На следующий день ей удалось уйти с работы только в четверть пятого, по вине какой-то старушенции, которая никак не могла решить, что заказать – ванильное мороженое с вишневым сиропом или шоколадное со сливочным. Выбегая из дверей кафе, Бронуин молилась только об одном: чтобы Данте хватило терпения дождаться ее.

Он дождался. Они встретились на своем обычном месте – в переулке за кинотеатром. Прислонившись к кирпичной стене, он посасывал сигарету – шесть футов загорелой мускулистой плоти в тесных «ливайсах» и облегающей футболке. Темные очки он сдвинул вверх, на мощном бицепсе выделялась татуировка – китайский символ жизни. Все как в настоящей жизни, а не в том замкнутом мирке, где жила Бронуин.
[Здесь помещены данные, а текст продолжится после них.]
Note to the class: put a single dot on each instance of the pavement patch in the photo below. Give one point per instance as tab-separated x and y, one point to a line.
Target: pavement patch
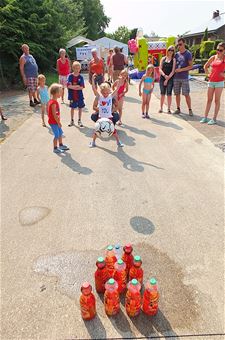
32	215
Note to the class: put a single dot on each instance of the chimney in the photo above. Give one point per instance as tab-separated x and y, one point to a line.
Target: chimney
216	14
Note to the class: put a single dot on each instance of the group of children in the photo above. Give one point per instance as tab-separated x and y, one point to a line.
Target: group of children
108	102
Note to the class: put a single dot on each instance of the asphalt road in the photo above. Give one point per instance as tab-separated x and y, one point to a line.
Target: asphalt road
163	192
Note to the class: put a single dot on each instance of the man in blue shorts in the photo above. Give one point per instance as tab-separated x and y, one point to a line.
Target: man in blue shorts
183	65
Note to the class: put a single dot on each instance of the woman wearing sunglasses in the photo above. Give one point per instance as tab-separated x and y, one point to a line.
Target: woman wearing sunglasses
167	68
216	82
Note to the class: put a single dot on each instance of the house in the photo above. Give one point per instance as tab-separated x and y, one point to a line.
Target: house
215	26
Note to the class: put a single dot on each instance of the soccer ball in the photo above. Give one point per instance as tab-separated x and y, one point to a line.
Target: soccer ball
104	127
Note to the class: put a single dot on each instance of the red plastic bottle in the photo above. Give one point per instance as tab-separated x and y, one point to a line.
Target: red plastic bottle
120	275
151	298
136	272
128	257
133	298
101	275
87	302
110	260
111	298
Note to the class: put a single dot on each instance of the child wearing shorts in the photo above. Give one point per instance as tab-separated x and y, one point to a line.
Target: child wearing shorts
43	97
75	85
63	68
54	118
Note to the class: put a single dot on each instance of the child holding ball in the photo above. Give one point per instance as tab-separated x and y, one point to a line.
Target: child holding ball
103	103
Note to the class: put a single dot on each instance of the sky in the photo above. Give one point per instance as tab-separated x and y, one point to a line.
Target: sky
164	17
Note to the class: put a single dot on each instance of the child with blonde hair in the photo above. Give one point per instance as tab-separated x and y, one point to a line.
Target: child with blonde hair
43	97
104	108
54	118
148	80
123	89
75	85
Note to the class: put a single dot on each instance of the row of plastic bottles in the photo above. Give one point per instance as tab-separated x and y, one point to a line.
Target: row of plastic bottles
111	278
133	301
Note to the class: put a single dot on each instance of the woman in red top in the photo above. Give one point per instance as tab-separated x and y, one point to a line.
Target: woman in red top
216	82
63	69
96	66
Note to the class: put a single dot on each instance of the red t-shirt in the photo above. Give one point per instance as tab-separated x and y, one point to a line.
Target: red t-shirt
63	69
97	67
217	67
51	119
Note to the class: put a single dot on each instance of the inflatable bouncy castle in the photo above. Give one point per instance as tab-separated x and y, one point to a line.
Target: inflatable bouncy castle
147	52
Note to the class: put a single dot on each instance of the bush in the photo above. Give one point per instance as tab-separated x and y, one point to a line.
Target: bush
216	44
205	48
211	53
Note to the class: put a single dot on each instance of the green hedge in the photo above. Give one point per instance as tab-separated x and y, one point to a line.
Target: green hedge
205	48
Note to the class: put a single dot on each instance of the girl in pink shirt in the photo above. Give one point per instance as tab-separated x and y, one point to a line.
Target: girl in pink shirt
216	82
63	69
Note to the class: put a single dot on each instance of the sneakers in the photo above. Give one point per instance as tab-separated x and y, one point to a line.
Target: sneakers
71	123
57	150
120	144
177	111
63	147
190	112
92	145
80	123
212	122
204	120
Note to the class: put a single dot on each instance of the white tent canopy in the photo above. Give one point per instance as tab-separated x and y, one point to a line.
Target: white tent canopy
111	43
77	40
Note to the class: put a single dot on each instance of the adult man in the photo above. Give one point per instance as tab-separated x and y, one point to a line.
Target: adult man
183	65
96	66
118	61
29	73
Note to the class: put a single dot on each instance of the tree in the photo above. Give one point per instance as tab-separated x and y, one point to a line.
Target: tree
94	18
205	36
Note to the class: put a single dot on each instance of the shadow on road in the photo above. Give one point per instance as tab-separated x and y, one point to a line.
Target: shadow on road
95	328
129	163
3	128
151	326
166	124
121	324
67	159
139	132
142	225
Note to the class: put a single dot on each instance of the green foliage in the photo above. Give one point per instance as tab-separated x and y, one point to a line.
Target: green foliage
216	42
94	18
195	50
205	36
213	52
205	48
45	25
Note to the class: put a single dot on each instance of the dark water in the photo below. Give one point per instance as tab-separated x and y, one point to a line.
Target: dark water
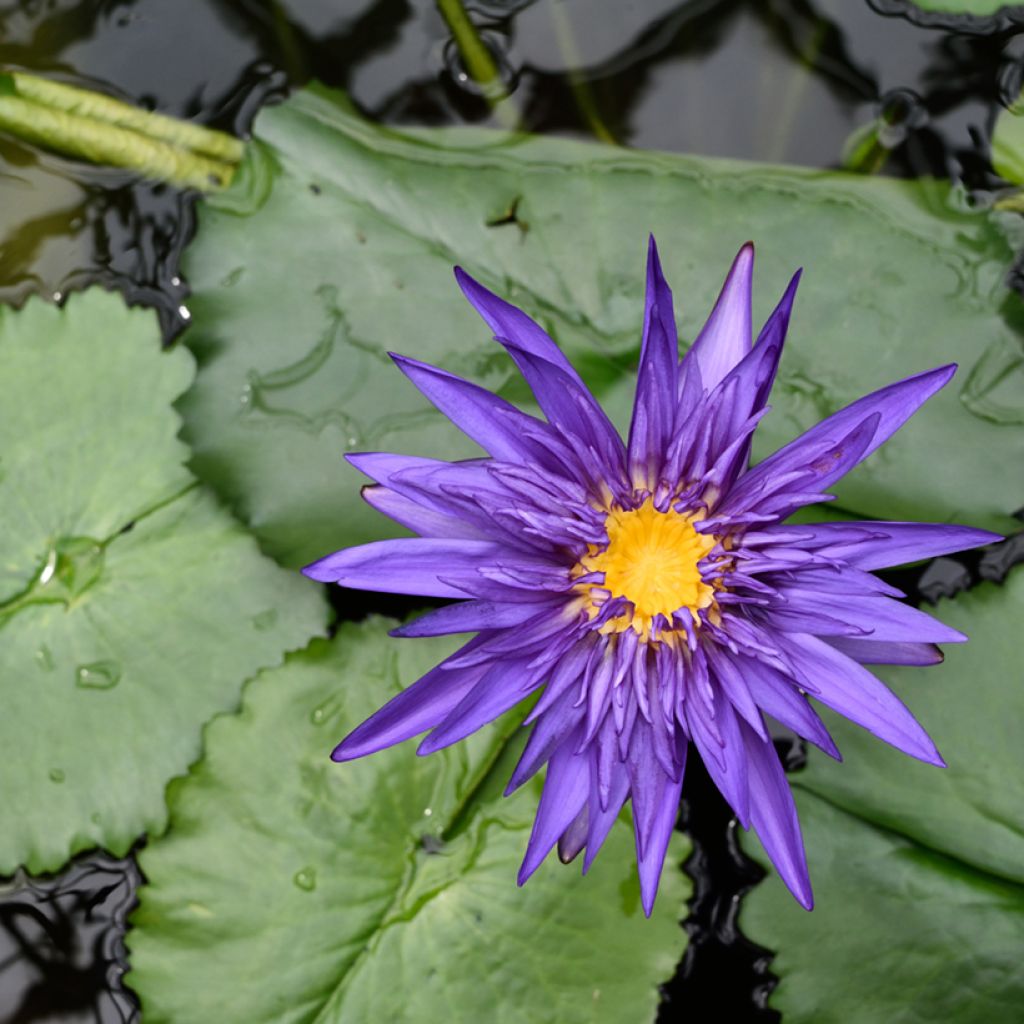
773	80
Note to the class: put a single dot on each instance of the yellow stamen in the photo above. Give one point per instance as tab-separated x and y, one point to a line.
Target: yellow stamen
651	560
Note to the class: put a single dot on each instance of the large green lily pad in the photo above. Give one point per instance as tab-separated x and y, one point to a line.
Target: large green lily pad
919	872
973	15
336	245
292	889
133	605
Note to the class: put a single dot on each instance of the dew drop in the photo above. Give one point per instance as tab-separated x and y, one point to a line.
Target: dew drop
49	568
305	880
265	620
102	675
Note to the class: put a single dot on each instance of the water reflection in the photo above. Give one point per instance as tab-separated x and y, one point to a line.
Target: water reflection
61	954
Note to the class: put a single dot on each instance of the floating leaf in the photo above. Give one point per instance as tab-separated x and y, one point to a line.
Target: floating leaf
342	250
133	606
292	889
919	872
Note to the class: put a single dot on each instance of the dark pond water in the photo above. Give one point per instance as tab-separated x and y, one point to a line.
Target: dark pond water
773	80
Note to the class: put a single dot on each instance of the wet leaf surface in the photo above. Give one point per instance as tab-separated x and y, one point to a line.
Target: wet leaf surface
919	872
135	605
366	223
293	889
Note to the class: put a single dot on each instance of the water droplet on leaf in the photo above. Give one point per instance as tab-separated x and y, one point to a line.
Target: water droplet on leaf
305	880
265	620
103	675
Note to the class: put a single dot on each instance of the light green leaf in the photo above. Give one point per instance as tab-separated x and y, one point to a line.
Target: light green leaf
900	934
134	606
918	871
1008	144
292	889
969	8
338	247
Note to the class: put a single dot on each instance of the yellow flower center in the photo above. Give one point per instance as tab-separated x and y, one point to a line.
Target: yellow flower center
651	560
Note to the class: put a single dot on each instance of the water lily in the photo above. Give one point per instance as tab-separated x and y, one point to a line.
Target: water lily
650	590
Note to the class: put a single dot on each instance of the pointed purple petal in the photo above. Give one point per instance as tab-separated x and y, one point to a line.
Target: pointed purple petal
422	520
654	407
850	689
565	790
774	816
868	651
411	565
891	407
726	336
880	545
496	425
506	321
415	710
722	755
469	616
655	807
779	697
504	685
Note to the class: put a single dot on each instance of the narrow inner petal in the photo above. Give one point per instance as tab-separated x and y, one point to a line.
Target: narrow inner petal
651	559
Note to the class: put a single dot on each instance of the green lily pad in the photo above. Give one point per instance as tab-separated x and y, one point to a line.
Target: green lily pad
982	16
336	245
919	872
974	8
292	889
133	605
1008	143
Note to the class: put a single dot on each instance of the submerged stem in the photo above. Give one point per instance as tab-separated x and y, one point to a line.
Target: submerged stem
103	130
479	62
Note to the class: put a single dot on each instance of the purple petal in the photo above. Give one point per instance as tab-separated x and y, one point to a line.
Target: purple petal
415	710
509	322
422	520
721	750
889	409
546	736
569	406
778	696
801	479
880	545
655	807
468	616
496	425
504	685
850	689
876	616
410	565
565	791
654	408
774	816
726	337
868	651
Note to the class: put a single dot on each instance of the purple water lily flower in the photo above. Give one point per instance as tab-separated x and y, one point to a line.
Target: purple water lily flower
649	590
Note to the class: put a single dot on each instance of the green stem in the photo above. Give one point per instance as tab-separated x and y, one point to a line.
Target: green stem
84	102
101	130
581	90
479	62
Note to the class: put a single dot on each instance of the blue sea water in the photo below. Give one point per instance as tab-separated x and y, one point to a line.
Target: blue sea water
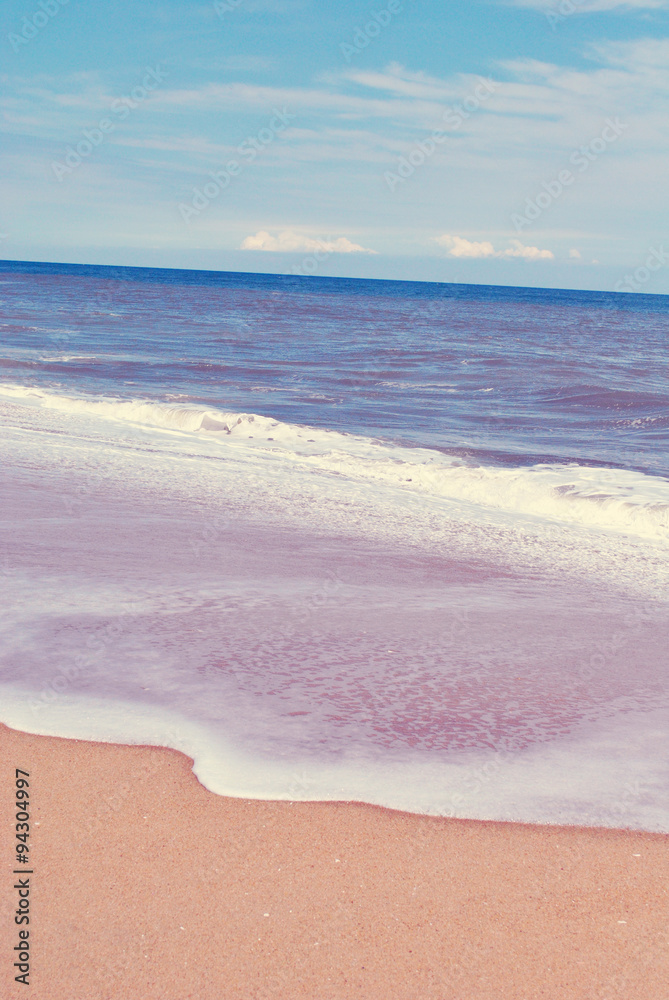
399	542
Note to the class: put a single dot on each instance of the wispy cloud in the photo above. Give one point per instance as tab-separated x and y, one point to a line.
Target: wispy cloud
595	6
290	241
457	246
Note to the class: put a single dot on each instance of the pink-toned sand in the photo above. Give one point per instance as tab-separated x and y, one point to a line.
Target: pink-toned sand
148	887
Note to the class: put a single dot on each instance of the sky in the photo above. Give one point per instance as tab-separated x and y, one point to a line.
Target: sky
507	142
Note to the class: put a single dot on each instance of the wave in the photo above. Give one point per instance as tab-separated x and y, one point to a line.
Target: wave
598	497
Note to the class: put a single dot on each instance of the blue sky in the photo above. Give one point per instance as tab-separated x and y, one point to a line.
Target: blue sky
501	141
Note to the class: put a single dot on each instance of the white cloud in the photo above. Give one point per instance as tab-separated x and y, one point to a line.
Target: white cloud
457	246
566	7
289	241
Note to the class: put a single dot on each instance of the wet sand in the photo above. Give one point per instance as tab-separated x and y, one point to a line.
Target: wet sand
146	886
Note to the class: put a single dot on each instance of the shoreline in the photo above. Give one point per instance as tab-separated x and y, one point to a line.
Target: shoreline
147	885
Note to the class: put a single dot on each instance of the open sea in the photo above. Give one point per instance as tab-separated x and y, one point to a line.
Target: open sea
395	542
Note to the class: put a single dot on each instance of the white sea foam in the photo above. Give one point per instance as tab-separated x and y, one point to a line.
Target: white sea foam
602	776
614	500
402	629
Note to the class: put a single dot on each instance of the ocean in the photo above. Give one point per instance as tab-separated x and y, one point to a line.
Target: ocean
394	542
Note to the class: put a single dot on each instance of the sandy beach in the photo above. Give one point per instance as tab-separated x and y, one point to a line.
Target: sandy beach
146	886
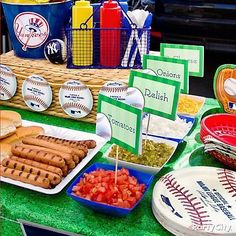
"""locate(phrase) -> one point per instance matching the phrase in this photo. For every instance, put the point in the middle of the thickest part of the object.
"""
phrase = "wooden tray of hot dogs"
(26, 157)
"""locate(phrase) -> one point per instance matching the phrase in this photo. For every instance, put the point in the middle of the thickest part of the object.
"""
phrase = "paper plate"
(197, 200)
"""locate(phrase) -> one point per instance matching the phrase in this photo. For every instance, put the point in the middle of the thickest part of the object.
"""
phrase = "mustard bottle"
(82, 39)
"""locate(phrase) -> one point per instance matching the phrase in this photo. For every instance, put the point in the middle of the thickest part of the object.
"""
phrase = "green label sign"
(161, 95)
(125, 122)
(194, 55)
(169, 68)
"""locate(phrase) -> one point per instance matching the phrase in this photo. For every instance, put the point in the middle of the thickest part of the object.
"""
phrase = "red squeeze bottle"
(110, 17)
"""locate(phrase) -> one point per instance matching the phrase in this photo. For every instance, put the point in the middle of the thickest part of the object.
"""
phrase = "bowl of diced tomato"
(95, 188)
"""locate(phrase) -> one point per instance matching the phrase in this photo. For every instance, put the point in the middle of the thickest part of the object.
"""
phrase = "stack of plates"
(196, 201)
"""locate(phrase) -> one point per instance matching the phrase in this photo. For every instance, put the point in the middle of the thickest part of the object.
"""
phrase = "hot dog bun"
(5, 151)
(29, 131)
(6, 128)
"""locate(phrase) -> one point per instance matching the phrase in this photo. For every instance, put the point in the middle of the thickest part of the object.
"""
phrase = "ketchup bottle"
(110, 18)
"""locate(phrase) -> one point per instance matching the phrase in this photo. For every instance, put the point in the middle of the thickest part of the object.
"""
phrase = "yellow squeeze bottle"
(82, 39)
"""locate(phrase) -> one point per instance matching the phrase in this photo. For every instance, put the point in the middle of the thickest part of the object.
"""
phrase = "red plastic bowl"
(223, 128)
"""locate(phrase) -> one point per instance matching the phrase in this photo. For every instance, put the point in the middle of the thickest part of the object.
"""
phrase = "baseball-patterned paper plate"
(8, 84)
(37, 93)
(76, 99)
(196, 201)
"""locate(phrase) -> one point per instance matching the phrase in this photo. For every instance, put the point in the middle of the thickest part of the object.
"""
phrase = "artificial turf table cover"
(63, 213)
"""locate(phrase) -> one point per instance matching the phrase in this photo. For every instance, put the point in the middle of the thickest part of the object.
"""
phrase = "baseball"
(8, 84)
(115, 90)
(76, 99)
(37, 93)
(230, 86)
(134, 97)
(103, 126)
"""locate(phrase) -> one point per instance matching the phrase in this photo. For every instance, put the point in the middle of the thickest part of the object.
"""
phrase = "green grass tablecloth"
(61, 212)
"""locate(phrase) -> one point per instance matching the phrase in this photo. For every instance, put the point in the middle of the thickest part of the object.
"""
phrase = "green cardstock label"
(169, 68)
(161, 95)
(125, 122)
(194, 55)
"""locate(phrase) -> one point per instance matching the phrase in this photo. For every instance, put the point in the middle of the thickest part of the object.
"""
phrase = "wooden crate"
(56, 75)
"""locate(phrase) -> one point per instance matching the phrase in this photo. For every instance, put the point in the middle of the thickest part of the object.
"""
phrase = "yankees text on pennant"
(169, 68)
(125, 122)
(161, 95)
(194, 55)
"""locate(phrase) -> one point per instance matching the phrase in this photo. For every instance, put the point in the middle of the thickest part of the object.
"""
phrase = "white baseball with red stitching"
(76, 99)
(37, 93)
(114, 89)
(201, 199)
(8, 84)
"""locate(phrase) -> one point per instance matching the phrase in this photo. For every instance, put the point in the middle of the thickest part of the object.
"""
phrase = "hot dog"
(77, 155)
(67, 157)
(53, 178)
(25, 177)
(40, 165)
(40, 156)
(71, 143)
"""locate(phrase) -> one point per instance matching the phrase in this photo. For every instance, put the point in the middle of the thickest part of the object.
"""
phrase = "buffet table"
(62, 213)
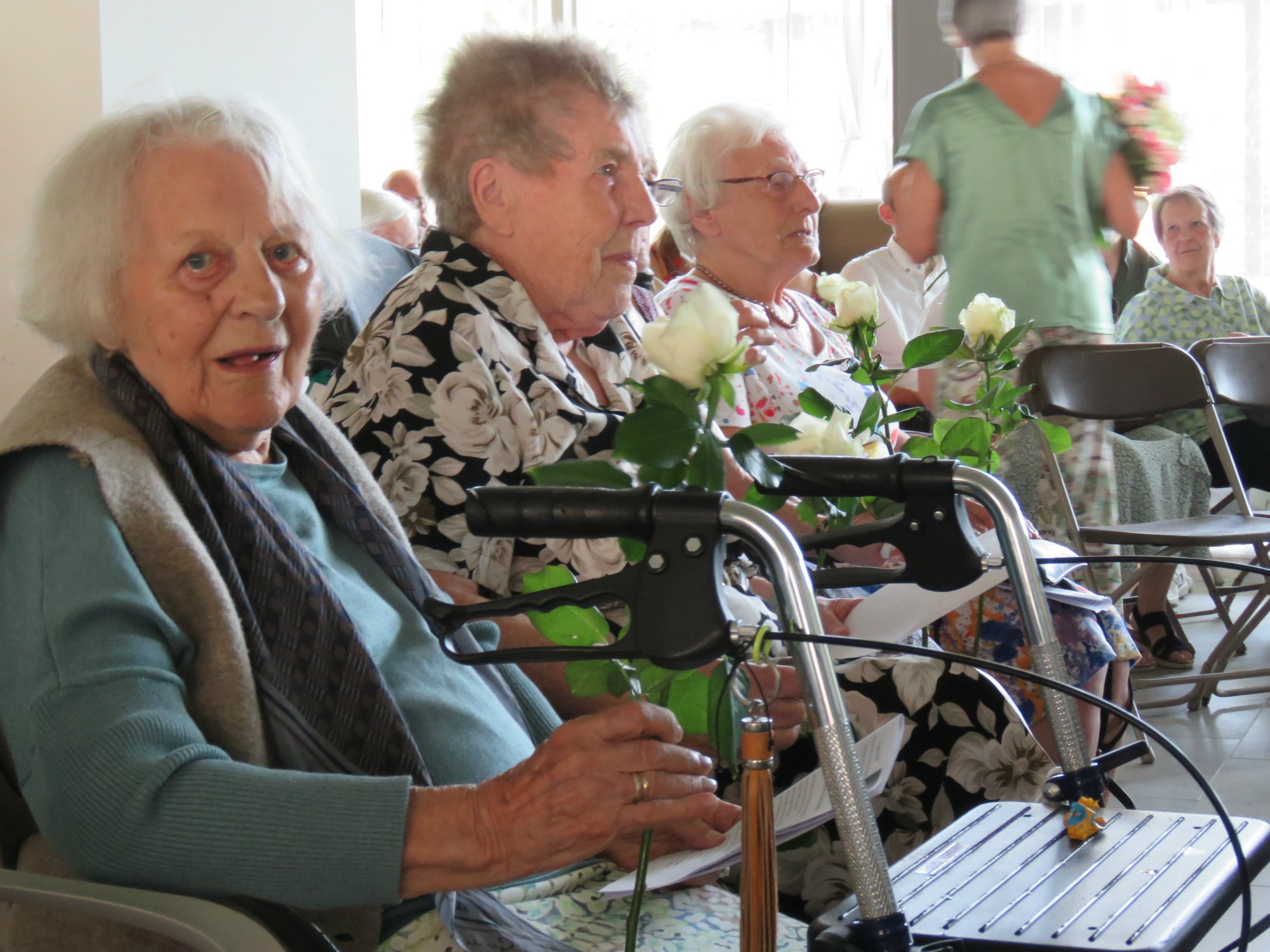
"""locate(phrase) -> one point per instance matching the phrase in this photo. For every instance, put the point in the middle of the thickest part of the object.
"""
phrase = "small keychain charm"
(759, 901)
(1084, 821)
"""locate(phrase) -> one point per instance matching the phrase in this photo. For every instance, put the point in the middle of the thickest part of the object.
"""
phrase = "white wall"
(63, 62)
(50, 91)
(300, 56)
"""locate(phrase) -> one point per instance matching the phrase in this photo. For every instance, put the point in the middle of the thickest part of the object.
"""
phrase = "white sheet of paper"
(895, 612)
(799, 809)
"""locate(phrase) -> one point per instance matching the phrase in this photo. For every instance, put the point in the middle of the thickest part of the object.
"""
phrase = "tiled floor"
(1230, 742)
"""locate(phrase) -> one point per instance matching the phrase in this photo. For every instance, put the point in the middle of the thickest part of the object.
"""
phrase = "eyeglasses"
(780, 183)
(665, 191)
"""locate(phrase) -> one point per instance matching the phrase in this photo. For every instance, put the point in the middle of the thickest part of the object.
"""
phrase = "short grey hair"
(695, 157)
(979, 21)
(1212, 214)
(380, 208)
(495, 102)
(83, 237)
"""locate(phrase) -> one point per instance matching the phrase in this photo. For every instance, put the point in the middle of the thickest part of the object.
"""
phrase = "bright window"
(1212, 58)
(821, 65)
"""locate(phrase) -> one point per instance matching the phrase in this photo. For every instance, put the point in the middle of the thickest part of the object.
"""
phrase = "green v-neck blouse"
(1022, 204)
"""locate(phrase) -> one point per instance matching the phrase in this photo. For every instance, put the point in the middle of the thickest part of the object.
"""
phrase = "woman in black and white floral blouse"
(468, 376)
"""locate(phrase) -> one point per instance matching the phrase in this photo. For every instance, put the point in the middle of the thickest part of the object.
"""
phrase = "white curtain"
(1212, 58)
(821, 65)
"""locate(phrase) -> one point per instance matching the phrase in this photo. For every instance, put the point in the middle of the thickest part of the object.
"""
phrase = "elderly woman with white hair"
(218, 677)
(1186, 300)
(392, 218)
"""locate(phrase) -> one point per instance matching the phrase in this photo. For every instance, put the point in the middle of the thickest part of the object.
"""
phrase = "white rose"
(987, 317)
(829, 286)
(698, 337)
(830, 437)
(812, 430)
(855, 303)
(838, 440)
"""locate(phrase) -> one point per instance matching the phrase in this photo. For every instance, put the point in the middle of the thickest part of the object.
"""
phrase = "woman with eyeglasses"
(749, 221)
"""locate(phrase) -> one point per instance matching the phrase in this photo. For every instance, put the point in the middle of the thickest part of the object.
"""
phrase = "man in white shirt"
(905, 291)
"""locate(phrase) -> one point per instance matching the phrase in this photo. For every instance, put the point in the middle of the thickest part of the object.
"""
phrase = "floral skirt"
(965, 744)
(571, 909)
(1090, 642)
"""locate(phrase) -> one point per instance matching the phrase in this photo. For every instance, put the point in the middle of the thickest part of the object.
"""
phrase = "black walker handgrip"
(561, 512)
(826, 477)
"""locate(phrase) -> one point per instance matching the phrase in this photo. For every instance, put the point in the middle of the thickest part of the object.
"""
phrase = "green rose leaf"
(656, 436)
(970, 436)
(761, 468)
(590, 678)
(1013, 337)
(921, 447)
(1060, 437)
(765, 502)
(656, 682)
(581, 473)
(900, 417)
(705, 469)
(723, 714)
(667, 478)
(869, 414)
(689, 701)
(568, 625)
(770, 435)
(666, 392)
(933, 347)
(816, 404)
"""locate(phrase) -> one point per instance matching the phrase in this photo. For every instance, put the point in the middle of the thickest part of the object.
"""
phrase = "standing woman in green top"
(1012, 175)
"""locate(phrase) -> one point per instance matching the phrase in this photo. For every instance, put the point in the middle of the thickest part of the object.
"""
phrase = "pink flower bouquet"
(1155, 133)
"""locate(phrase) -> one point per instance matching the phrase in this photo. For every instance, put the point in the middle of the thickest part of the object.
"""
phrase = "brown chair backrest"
(1238, 369)
(1113, 381)
(849, 229)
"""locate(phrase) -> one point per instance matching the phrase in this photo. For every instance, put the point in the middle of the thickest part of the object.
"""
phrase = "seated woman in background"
(1186, 301)
(515, 345)
(747, 218)
(218, 676)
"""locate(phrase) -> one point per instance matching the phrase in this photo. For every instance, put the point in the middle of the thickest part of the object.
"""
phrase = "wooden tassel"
(759, 835)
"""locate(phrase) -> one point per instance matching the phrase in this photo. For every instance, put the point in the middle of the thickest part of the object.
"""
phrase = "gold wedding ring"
(642, 786)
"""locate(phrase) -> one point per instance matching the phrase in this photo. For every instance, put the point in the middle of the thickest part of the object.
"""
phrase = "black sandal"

Как всегда, в первую минуту встречи Бронуин удивленно подумала: «Что он во мне нашел?» Данте с шестнадцати лет рассчитывал только на себя. Он баловался спиртным, но осторожно, почти непрерывно курил. И хотя об этом они ни разу не говорили, Бронуин была уверена: он спал с десятками женщин. Она же не пробовала ничего крепче безалкогольного пива, а весь ее опыт в сексе исчерпывался одним-единственным случаем: когда она позволила своему давнему приятелю Крису Бартоло прижиматься к ней, пока он не кончил.

– Прости, я опоздала. – Бронуин задыхалась – всю дорогу ей пришлось бежать. – Просто одна идиотка… ладно, не важно. Долго пришлось ждать?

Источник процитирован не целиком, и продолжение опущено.